I'm not an angry person. In fact, if anything, I'm a little smug about staying cool as a cucumber while others shout and scream. Even I know that's all rubbish though, we all get angry, it just comes out in different ways. I tend to shut down, withdraw and have a good old silent slanging match in my head with the person or persons I'm cross with. That's actually no better than hitting a wall, or screaming, but I'm trying to work on being somewhere healthy, somewhere in between.

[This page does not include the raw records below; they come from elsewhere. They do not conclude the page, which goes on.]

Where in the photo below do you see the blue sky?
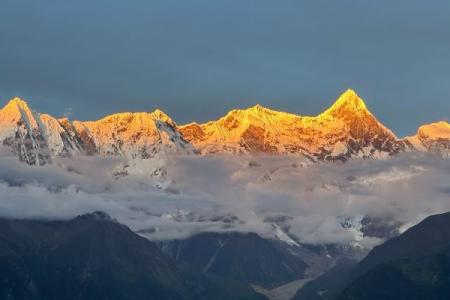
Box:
[0,0,450,136]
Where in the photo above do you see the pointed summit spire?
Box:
[324,89,368,116]
[3,97,30,110]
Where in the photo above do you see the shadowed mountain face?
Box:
[0,213,262,300]
[0,90,450,169]
[338,213,450,300]
[158,233,308,288]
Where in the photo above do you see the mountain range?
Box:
[0,90,450,172]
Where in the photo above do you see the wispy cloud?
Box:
[0,150,450,246]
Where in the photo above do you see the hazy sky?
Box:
[0,0,450,136]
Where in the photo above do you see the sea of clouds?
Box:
[0,148,450,248]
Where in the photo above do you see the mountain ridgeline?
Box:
[0,90,450,168]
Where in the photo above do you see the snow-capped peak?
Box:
[405,121,450,157]
[323,89,368,117]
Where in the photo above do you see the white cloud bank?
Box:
[0,150,450,247]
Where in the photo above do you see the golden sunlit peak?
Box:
[5,97,28,108]
[326,89,367,113]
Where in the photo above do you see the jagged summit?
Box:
[179,90,404,160]
[405,121,450,157]
[0,97,32,122]
[5,97,29,109]
[323,89,369,117]
[0,89,442,166]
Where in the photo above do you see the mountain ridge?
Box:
[0,89,450,169]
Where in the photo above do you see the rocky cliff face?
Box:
[0,90,444,171]
[179,90,405,160]
[406,121,450,158]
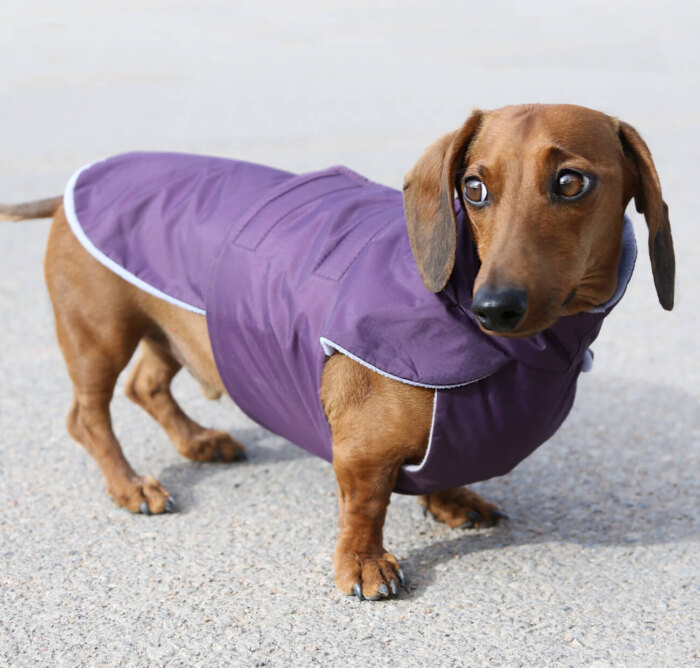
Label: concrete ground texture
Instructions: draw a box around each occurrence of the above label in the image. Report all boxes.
[0,0,700,666]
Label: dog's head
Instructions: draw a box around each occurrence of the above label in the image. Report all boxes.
[404,105,675,337]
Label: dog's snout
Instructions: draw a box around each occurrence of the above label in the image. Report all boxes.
[472,287,527,332]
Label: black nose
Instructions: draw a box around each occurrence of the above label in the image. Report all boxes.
[472,287,527,332]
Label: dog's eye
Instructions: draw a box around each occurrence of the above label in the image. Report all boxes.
[464,179,489,206]
[554,169,591,199]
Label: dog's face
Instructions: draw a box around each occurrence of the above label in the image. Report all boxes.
[404,105,674,337]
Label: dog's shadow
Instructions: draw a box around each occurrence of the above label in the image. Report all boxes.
[387,379,700,596]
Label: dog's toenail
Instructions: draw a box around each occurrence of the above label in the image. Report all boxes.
[467,510,484,524]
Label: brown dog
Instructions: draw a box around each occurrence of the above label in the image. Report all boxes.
[0,105,674,599]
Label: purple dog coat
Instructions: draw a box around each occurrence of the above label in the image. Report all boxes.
[64,153,636,494]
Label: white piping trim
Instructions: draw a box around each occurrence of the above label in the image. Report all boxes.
[63,159,206,315]
[584,216,637,316]
[319,336,493,390]
[401,390,438,473]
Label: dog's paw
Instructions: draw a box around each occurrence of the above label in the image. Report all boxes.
[109,476,175,515]
[418,487,508,529]
[179,429,248,462]
[335,552,405,601]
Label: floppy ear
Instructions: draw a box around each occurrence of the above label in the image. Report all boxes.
[403,111,483,292]
[619,121,676,311]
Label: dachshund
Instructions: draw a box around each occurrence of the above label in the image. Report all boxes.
[0,105,675,600]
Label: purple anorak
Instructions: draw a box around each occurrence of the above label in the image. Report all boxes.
[64,153,636,494]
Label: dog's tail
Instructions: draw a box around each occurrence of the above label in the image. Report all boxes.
[0,197,63,222]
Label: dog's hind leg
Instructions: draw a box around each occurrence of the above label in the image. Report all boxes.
[418,487,508,529]
[45,211,172,514]
[126,337,245,462]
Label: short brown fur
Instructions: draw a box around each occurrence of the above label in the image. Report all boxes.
[0,105,674,598]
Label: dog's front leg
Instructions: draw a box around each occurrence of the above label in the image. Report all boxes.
[321,355,432,599]
[333,441,404,600]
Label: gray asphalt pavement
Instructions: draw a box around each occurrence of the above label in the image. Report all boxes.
[0,0,700,666]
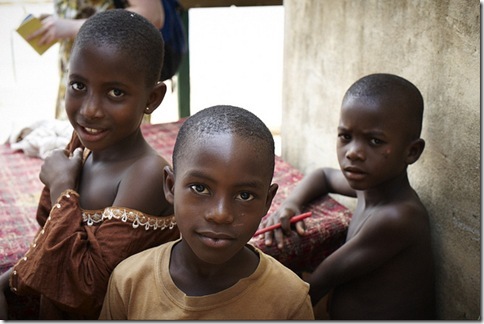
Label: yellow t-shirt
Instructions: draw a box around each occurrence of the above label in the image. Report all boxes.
[99,240,314,320]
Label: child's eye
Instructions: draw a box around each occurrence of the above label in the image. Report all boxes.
[237,192,254,201]
[370,138,383,145]
[338,134,351,142]
[108,88,124,98]
[190,184,209,195]
[70,81,86,91]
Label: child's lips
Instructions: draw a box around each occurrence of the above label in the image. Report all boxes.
[343,167,366,180]
[79,125,106,141]
[198,232,235,248]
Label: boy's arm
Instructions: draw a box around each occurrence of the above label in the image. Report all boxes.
[264,168,356,248]
[307,205,422,305]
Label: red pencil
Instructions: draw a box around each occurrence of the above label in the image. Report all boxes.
[253,212,312,236]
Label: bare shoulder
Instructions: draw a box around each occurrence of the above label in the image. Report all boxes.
[368,192,430,242]
[115,154,172,216]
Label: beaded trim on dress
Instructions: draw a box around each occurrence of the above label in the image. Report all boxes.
[82,207,176,230]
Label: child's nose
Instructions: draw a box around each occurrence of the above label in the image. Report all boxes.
[346,141,365,160]
[206,199,234,224]
[81,95,103,119]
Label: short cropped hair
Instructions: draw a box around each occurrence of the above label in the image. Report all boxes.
[72,9,164,85]
[343,73,424,138]
[173,105,275,179]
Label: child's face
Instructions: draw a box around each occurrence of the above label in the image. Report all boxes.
[66,46,158,151]
[337,98,409,190]
[165,134,277,264]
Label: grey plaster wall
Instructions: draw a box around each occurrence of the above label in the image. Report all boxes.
[281,0,481,320]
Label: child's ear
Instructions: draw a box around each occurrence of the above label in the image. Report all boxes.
[405,138,425,165]
[264,183,279,215]
[163,165,175,205]
[145,81,166,115]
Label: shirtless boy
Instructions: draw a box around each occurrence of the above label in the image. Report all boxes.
[266,74,434,320]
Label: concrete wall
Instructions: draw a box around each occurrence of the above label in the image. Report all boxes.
[281,0,481,320]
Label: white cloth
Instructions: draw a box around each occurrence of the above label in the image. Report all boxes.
[9,119,73,159]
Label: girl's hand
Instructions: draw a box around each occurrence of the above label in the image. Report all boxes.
[39,148,83,202]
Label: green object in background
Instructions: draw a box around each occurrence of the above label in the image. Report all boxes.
[178,10,190,118]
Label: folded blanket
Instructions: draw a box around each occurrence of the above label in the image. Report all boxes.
[9,119,73,159]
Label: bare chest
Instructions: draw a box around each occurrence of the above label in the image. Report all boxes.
[79,163,124,210]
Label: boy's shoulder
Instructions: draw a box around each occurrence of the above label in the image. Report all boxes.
[352,197,430,240]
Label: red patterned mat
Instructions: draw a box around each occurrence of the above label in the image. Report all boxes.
[0,120,351,273]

A couple of days ago I woke to the wind howling outside. The virginia creeper that looks so pretty outside my window in summer has taken on a horror-movie persona... scratching and beating on the panes of glass without ceasing. It was one of those winter mornings when the urge to roll over and go back to sleep is as strong as death, but instead today I chose life and ungracefully tumbled out of bed. I should have known it wasn't going to be a good day. First of all, the trip to the Post Office with a bundle of red cards resulted in a getting wet on the journey. Later, I spent two hours on the Piccadilly line on a defective train, going slowly insane at the huffing and puffing of my fellow passengers, who clearly had better places to be than 200 metres underground with a random assortment of the general public, one of whom had not had a wash for several weeks. After five tubes and a bus I found myself walking through unfamiliar streets towards my destination, when quick as a flash, my ipod was stolen. Someone with fingers so nimble I barely had a chance to realise what was happening. At first I didn't know what to do - perhaps I'll just get an iphone instead I thought. But the anger came, directed at anything, anyone, most of all at myself. I feel guilty for caring about something so transient, so indulgent as a material possession, that, let's face it, I can replace tomorrow. I guess I should write it off, but part of me wants to be angry, wants to indulge myself in that self-pitying guise. That's the bit I need to work on, for all things in this life are not my own, and today a woman in Calcutta is struggling through another day of rain, trying desperately to bring up her children on a pile of sand at the side of the road. I want her to matter - life and death, and not my indulgences.